Frufrú no había querido instalar a Carlos en la leonera, sino en su propio cuarto, en la cama que el año anterior ocupaba Anita. Carlos estaba muy pálido cuando entraron a verle y Frufrú le daba una aspirina y le hacía beber agua. Martín sentía en la nariz el olor a desinfectante de la clínica de don Clemente y se notaba malo.
– Estamos demasiado bien educados -dijo Anita-. Estamos demasiado bien educados para lo que se usa en este pueblo.
– He visto más de una rotura de huesos en el circo -explicó Frufrú muy nerviosa, atrepellando las palabras que no podía contener, aliviándose al hablar-, no es nada una rotura de huesos.
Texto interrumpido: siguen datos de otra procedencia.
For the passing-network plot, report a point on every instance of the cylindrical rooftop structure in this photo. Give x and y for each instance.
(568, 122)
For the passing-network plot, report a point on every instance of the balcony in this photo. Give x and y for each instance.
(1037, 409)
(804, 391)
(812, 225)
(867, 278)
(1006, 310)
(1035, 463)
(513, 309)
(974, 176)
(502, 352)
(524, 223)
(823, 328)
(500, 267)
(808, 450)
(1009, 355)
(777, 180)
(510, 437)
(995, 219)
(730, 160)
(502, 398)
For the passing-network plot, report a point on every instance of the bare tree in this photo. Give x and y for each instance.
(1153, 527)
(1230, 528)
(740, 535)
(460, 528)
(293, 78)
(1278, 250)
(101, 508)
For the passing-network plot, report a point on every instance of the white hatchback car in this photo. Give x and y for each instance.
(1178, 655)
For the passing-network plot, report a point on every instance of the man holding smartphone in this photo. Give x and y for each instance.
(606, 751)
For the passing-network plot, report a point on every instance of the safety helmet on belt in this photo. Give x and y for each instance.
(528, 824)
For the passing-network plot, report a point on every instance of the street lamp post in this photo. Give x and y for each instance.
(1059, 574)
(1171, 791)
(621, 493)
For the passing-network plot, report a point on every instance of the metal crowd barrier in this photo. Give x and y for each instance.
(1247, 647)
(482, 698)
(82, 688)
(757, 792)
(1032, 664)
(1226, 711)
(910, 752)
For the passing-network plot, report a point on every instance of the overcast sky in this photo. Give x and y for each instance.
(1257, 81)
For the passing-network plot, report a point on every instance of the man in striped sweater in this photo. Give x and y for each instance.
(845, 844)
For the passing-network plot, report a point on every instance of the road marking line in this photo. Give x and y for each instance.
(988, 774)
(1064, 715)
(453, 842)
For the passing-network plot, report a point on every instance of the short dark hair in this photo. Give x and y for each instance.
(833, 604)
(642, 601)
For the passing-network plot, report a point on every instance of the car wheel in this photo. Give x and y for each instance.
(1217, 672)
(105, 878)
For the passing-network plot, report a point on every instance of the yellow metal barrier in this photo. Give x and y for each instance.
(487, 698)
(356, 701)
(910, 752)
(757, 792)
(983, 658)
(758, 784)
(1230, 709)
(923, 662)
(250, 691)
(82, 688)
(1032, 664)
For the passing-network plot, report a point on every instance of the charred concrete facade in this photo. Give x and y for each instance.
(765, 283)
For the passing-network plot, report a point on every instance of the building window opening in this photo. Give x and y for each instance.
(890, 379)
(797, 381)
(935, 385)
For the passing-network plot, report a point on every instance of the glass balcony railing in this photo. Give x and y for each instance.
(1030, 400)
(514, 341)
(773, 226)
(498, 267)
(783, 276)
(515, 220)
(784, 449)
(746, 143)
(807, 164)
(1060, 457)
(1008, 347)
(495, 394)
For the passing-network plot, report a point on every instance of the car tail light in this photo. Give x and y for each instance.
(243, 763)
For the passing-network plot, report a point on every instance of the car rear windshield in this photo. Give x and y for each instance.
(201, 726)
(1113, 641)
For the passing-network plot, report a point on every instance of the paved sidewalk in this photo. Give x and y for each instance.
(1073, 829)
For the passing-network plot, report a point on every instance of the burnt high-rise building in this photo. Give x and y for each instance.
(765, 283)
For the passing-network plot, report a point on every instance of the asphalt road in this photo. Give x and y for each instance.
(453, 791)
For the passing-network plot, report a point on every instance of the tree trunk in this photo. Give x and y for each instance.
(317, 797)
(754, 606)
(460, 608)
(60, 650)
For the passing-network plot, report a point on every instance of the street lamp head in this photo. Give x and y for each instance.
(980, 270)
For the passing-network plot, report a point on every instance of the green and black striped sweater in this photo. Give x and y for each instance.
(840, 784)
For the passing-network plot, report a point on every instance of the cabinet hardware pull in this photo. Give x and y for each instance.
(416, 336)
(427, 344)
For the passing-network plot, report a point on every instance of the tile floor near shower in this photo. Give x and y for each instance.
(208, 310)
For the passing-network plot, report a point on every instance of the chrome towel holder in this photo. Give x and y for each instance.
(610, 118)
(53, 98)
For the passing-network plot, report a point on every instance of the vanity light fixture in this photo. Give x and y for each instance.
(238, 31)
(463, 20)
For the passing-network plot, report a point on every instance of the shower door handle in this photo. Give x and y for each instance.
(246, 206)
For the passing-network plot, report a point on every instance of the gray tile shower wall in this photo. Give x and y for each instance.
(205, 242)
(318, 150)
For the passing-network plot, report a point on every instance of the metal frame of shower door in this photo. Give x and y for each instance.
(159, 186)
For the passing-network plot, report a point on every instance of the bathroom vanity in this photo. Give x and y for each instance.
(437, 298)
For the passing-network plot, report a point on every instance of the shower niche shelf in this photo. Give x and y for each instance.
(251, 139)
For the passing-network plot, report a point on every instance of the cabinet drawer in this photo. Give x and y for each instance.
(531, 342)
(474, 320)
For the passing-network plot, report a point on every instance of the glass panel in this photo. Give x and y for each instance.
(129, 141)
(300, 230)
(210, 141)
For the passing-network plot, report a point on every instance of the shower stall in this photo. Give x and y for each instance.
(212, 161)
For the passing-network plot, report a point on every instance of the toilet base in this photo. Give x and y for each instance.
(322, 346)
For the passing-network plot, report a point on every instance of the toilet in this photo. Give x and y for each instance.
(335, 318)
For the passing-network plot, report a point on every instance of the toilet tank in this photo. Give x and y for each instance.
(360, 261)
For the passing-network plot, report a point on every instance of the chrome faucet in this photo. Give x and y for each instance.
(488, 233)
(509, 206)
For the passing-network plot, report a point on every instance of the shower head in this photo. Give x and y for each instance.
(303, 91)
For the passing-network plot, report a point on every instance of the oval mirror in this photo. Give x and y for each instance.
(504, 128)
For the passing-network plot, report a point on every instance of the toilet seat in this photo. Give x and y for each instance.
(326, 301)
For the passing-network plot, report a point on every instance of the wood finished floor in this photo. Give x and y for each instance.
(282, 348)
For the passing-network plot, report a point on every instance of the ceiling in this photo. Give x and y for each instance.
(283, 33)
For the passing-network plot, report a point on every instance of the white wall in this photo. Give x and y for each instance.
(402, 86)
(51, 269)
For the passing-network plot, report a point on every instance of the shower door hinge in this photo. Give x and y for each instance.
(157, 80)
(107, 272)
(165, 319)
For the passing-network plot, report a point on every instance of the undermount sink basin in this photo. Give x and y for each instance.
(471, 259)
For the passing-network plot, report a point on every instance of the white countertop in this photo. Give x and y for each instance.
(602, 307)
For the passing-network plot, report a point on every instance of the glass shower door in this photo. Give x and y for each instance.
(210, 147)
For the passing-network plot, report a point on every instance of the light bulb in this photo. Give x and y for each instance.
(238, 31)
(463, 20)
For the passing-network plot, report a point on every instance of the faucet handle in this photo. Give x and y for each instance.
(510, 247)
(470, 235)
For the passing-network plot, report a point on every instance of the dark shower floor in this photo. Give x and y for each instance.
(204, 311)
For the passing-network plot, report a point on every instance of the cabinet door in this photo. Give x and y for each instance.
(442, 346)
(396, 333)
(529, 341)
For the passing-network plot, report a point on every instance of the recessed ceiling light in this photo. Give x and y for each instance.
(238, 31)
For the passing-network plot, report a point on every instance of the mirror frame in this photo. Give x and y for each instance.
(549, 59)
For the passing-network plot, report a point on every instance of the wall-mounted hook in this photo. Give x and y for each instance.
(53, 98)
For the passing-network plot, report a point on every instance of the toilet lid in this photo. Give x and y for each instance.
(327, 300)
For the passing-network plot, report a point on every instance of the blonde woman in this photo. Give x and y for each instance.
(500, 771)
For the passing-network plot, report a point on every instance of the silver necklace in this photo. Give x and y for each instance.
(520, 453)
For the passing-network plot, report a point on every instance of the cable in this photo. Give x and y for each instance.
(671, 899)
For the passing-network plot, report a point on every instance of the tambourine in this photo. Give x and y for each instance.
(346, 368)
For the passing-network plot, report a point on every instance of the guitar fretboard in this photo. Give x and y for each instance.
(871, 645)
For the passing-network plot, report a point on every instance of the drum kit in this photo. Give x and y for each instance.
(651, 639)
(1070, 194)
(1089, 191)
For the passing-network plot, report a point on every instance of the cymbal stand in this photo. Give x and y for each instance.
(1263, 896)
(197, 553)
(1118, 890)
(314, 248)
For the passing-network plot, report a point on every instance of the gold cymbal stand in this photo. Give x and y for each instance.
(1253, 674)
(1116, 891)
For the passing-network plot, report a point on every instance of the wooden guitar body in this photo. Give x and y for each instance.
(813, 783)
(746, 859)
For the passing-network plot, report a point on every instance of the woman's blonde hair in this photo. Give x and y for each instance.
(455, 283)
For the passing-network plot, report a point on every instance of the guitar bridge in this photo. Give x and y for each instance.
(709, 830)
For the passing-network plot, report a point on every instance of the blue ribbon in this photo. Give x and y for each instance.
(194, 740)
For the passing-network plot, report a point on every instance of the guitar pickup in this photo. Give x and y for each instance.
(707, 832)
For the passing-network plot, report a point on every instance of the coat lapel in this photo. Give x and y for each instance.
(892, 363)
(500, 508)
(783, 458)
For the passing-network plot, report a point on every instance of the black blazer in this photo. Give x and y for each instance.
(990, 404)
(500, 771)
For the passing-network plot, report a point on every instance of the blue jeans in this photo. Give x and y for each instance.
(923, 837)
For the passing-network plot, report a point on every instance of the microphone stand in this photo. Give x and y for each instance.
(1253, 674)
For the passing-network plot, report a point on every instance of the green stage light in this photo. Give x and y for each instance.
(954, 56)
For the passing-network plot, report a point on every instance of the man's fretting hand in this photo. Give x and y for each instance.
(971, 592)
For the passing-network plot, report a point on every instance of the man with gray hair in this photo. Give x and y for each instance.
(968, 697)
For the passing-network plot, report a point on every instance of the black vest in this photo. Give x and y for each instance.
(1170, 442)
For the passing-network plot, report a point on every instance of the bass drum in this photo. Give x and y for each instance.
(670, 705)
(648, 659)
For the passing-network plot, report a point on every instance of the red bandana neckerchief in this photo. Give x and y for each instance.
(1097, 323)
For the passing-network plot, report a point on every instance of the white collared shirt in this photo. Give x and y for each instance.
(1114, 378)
Yo le pondría un telegrama a Corsi, si Corsi sirviera para algo en las enfermedades… Pero Corsi para estas cosas es una calamidad… Ah, qué demoños estos, en qué apuros me ponen.
Anita se acercó a Frufrú y empezó a besarla.
– No te preocupes, pobrecita. Ya sabes que a papá le dijeron que ese don Clemente es muy buen médico. No te preocupes de nada y no le pongas telegramas a papá. Es mejor ponérselo cuando Carlos esté ya bueno.
Frufrú paseó un poco por el cuarto, luego se sentó en la cama vacía junto a la de Carlos, suspiró y empezó a hablar como si contase un cuento.
– Una vez el león Bermello arrancó el brazo al domador. Nadie se lo pudo explicar nunca, porque era el león más viejo que habíamos tenido. Creíamos que no tenía dientes ya… Para mí fue el destino… El domador era un buen mozo que se llamaba Serginaz, yo era joven y me tenía loca aquel Serginaz. Bermello fue mi salvador.